Dia juga menegaskan bahwa TNI telah memiliki sistem pembinaan karier yang jelas untuk memastikan peran TNI tidak keluar dari koridor yang telah ditentukan.

“Kita ada sistem pola binkarnya, pola pambinaan kariernya itu jelas, kan sudah dijelaskan kalau ada yang diluar dari 14 KL yang ada itu otomatis harus pensiun” kata dia.

Sebelumnya, DPR resmi mengesahkan RUU atas perubahan Undang-Undang Nomor 34 Tahun 2004 tentang Tentara Nasional Indonesia atau RUU TNI. Palu pengesahan itu diketuk Ketua DPR RI Puan Maharani seiring persetujuan seluruh fraksi dalam Sidang Paripurna ke-15 pada Kamis, 20 Maret 2025.

Pengesahan revisi UU TNI dilakukan di tengah gelombang penolakan dari berbagai kalangan, dari masyarakat sipil hingga mahasiswa. Kelompok masyarakat sipil menganggap proses pembahasan RUU TNI terburu-buru dan minim keterlibatan partisipasi publik. Mereka juga khawatir tentara dapat menduduki jabatan sipil, sehingga meminta TNI tetap di barak.

Sementara itu, berdasarkan keterangan Wakil Ketua Dewan Perwakilan Rakyat Sufmi Dasco Ahmad, terdapat tiga pasal yang diubah dalam Undang-Undang Tentara Nasional Indonesia. Ketiga pasal itu adalah Pasal 3, 47, dan 53.

Sejak awal, ketiga pasal tersebut yang diusulkan oleh DPR dan eksekutif masuk dalam revisi UU TNI. "Secara prinsip, revisi ini penguatan dan menjalankan ketentuan di undang-undang instansi lain," kata Dasco di komplek Parlemen Senayan, Senin, 17 Maret 2025.

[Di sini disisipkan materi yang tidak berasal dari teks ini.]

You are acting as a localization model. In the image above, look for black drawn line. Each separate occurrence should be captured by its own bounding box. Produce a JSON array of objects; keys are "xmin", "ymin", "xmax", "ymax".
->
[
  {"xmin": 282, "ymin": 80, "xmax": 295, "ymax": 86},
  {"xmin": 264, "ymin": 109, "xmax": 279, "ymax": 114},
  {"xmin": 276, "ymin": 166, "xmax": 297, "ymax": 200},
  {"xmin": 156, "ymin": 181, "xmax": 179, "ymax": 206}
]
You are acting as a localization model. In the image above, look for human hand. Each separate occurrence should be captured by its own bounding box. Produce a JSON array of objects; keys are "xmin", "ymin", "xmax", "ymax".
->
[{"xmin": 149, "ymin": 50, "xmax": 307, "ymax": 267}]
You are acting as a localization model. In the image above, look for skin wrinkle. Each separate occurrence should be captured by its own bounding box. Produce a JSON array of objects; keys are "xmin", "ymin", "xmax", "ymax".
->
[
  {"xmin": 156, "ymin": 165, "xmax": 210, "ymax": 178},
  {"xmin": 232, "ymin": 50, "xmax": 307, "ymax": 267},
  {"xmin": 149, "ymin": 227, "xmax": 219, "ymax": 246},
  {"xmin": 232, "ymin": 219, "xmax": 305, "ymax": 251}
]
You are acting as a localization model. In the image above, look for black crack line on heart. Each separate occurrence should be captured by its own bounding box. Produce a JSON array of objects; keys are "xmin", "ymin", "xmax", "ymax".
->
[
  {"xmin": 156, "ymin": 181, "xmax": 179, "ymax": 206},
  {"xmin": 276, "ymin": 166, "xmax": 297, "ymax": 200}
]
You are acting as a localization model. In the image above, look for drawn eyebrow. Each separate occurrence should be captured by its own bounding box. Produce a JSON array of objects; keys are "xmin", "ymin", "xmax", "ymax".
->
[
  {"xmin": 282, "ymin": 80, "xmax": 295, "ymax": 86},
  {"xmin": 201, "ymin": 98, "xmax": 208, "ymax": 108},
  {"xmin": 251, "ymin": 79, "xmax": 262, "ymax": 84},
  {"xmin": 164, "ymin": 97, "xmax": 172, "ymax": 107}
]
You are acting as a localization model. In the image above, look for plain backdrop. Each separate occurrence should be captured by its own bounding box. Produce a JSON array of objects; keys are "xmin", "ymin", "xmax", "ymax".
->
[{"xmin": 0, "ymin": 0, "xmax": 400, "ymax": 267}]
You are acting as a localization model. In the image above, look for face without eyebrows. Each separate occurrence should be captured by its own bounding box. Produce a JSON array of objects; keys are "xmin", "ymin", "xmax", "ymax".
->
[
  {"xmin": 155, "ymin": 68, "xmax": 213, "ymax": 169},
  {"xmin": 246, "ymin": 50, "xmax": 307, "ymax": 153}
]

Dalam revisi kali ini, DPR menambahkan ayat (2) di Pasal 3 UU TNI. Bunyi Pasal 3 ayat (2) tersebut adalah "Kebijakan dan strategi pertahanan serta dukungan administrasi yang berkaitan dengan aspek perencanaan strategis TNI berada di dalam koordinasi Kementerian Pertahanan".

Selanjutnya Pasal 47, DPR menambahkan sejumlah pos jabatan di kementerian atau lembaga yang dapat diduduki oleh prajurit TNI. Sebelumnya Pasal 47 hanya mengatur 10 kementerian atau lembaga yang bisa diduduki oleh prajurit TNI.

Dalam revisi Pasal 47 ayat (1) jabatan sipil untuk tentara aktif bertambah. Dalam pasal itu disebutkan bahwa prajurit aktif dapat menduduki jabatan di kantor yang membidangi koordinator bidang politik dan keamanan negara, pertahanan negara termasuk dewan pertahanan nasional, kesekretariatan negara yang menangani urusan kesekretariatan presiden dan kesekretariatan militer presiden.

Lalu di bidang intelijen negara, siber dan/atau sandi negara, lembaga ketahanan nasional, search and rescue (SAR) nasional, narkotika nasional, pengelola perbatasan, kelautan dan perikanan, penanggulangan bencana, penanggulangan terorisme, keamanan laut, Kejaksaan, serta Mahkamah Agung.

Sedangkan dalam Pasal 53 tentang usia pensiun tentara, DPR mengubah ketentuan sejumlah ayat di dalamnya. Ayat (1) mengatur prajurit melaksanakan dinas keprajuritan sampai dengan batas usia pensiun. Lalu ayat (2) mengatur batas usia pensiun prajurit, yaitu maksimal untuk golongan tantama dan bintara adalah 55 tahun; perwira sampai pangkat kolonel maksimal 58 tahun; perwira tinggi bintang 1 maksimal 60 tahun; perwira tinggi bintang 2 maksimal 61 tahun; dan perwira tinggi bintang 3 maksimal 62 tahun.

Dasco juga mengklaim bahwa pembahasan revisi UU TNI ini telah sesuai dengan prosedur dan mengakomodasi kepentingan publik. "Bahwa kemudian ada berkembang tentang dwifungsi TNI, saya rasa kalau sudah lihat pasalnya akan lebih paham. DPR juga menjaga supremasi sipil," kata dia.

Andi Adam Faturahman dan Hammam Izzuddin berkontribusi dalam tulisan ini.